When I was only 14, a boy at school called me “flat” for the first time. And continued to until I was 18.
At the time, training bras were donned by the early bloomers, the feminine, the blessed. And I was told by one boy, then herds of them, that lacking something meant it was acceptable to rob me of my self-worth, my girlhood. I wore bras that fit too tight and sometimes ones that left gaping holes right above my heart. From what I can recall, I wished for nothing but a nice set of ta-tas for birthdays and New Years. As if this time around a miracle would set the playing field right.

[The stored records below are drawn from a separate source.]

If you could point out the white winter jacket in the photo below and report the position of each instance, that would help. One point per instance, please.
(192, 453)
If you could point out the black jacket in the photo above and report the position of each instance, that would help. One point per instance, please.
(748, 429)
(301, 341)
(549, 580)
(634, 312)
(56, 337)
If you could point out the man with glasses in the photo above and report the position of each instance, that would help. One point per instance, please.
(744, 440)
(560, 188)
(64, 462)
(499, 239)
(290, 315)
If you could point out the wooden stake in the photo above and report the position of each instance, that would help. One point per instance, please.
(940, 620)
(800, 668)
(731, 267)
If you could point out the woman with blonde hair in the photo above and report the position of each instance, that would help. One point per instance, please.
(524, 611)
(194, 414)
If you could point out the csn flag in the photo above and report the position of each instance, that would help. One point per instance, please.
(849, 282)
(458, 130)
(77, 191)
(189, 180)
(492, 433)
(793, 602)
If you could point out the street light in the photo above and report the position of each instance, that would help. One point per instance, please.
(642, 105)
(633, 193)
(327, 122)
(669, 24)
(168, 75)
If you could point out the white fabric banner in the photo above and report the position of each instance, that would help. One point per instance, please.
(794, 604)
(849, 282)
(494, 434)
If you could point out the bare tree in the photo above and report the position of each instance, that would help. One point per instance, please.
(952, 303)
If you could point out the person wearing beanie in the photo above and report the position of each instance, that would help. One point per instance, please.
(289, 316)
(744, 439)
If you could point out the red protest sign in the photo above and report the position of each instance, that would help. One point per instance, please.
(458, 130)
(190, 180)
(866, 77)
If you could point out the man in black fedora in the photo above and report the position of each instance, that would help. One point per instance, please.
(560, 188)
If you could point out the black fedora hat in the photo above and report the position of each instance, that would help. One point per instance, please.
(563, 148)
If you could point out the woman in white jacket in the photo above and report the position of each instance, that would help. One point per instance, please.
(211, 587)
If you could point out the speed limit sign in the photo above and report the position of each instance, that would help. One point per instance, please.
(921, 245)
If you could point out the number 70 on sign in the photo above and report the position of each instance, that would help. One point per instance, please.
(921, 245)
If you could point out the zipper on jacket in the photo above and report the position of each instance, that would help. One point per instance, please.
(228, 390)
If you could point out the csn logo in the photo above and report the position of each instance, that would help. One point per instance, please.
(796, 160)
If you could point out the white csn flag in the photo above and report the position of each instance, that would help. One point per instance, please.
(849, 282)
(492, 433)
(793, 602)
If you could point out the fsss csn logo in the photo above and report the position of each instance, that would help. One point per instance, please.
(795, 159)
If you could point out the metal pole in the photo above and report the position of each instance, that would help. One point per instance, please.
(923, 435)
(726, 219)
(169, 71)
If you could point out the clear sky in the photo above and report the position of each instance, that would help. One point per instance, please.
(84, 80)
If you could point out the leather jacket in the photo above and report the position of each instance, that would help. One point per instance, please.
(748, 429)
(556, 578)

At 16 I shed my layers for the first time, palms pressed tightly over my chest in fear of undoing the façade I had constructed. I made excuses for myself and for my body until I wholeheartedly believed the words of a sad boy lost in a world of insecurity.
It took me years, cut into tiny fragments of minutes, to embrace my own magnificence. The parts given to me by starbursts and moonlight.
I am now 23 and my partner in life reminds me everyday of the beauty living between the arms that embrace him and the soul that caresses other divine beings. I work hard to equate my body type to no-one’s but the curvature of the galaxy. I count my blessings and peer behind to see the path forged through sullen ground.
But every now and again, on days that are hard, I whisper to my younger self:
“your magic has been within you all along.”